By Ezra
As the nascent call for a Krugman Senate appointment gathers steam, it's worth playing contrarian for a moment and arguing against. What the Democratic party needs is not more folks willing and able to be Senators, we''ve got plenty of cleft-chinned do-gooders happy to take a free Senate-appointment and work diligently to be another smooth cog in the machine. No, what we need are more folks willing and able to effectively project the Democratic message out across an oft-hostile media. Krugman, through his perch at the New York Times, is able to argue the progressive case with neither interruption nor distortion multiple times a week in a paper with huge penetration throughout the rest of the media. That's valuable. As are his frequent appearances in other magazines, books, periodicals, and published venues.

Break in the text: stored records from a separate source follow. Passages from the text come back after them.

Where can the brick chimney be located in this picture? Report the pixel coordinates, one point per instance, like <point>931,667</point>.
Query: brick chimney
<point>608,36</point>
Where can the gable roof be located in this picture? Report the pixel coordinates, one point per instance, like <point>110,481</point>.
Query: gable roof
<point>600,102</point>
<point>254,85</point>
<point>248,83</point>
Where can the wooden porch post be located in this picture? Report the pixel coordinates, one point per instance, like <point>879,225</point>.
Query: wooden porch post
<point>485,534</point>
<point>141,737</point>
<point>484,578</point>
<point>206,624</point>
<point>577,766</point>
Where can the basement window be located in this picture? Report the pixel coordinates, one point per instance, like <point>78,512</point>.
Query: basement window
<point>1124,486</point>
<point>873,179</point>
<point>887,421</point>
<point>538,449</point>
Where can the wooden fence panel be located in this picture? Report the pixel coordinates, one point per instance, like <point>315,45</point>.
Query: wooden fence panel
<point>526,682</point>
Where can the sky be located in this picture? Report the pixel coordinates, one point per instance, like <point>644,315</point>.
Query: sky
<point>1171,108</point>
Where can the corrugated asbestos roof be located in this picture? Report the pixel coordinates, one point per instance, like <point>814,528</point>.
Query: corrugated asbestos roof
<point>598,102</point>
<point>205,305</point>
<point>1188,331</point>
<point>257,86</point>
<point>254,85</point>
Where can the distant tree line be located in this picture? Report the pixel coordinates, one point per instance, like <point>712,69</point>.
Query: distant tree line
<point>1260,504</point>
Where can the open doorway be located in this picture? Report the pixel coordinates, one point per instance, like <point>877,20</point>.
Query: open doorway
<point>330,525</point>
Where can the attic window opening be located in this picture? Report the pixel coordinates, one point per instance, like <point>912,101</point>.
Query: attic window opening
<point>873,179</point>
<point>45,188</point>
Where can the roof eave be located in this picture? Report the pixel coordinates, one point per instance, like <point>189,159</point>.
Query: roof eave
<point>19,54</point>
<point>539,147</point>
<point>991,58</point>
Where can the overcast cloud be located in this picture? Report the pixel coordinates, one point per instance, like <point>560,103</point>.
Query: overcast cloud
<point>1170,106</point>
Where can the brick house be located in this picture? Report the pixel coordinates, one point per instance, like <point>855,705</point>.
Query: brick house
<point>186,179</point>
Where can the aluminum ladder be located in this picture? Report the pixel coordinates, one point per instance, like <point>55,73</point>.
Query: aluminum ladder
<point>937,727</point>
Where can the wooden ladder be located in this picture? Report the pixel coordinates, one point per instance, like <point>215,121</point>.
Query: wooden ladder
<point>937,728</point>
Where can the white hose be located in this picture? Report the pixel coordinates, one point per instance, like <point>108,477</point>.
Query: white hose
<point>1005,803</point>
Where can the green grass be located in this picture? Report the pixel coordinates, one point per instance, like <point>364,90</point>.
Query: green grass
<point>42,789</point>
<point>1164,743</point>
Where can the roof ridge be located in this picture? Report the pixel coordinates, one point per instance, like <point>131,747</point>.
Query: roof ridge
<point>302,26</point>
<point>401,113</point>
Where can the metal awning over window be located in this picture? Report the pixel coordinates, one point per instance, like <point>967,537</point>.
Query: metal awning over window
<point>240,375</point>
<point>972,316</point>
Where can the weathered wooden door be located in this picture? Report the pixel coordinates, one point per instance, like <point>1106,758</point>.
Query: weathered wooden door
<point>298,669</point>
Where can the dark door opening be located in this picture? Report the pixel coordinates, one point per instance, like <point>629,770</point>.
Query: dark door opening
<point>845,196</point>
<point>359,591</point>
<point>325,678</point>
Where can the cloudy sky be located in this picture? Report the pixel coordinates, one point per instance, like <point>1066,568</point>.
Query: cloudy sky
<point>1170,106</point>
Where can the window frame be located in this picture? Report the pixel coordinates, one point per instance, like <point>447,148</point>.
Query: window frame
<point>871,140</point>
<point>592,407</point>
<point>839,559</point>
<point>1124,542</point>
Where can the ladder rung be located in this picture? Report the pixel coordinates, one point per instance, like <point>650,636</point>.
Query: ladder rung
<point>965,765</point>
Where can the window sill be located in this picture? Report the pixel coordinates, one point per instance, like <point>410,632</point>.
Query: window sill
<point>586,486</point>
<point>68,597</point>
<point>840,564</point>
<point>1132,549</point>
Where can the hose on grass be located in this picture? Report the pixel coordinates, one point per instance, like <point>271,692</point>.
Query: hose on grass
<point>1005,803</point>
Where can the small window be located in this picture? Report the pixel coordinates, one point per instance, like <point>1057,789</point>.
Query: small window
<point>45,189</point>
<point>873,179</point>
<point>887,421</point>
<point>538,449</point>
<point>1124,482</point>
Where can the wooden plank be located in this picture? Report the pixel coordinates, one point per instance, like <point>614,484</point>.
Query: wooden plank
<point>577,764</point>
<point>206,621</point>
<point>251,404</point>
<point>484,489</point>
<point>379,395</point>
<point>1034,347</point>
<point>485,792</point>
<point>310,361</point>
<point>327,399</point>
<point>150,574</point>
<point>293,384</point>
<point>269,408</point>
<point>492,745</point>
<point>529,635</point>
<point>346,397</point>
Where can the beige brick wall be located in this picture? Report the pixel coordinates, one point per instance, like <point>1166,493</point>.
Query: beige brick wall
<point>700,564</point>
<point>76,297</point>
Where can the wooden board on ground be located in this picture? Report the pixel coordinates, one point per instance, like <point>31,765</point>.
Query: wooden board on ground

On the other hand, Krugman is mediocre as a television personality, which is really the only form of communication open to Senators. Small, fidgety, and high-voiced, his points are unfailingly sound but his sounds are unfailingly too tinny to overwhelm whichever media monster he's pitted against that week. And in the Senate, he'd be able to do no more than any Senator can now. Minority Democrats in the Reid era don't lack for spunk -- see Boxer, Lautenberg, and Schumer for that -- it's the simple fact that they're minority Democrats that holds them back. And Krugman, as part of that, would be just as unable to pass legislation, bring bills to the floor, and ram through amendments. On the other hand, keeping him at the Times where he can continue arguing the Democratic case and making it, week by week, bit by bit, more likely that Democrats return to power -- well, that's not a job many others seem able to do, and having found an eloquent and respected champion, we'd be well-served to keep him.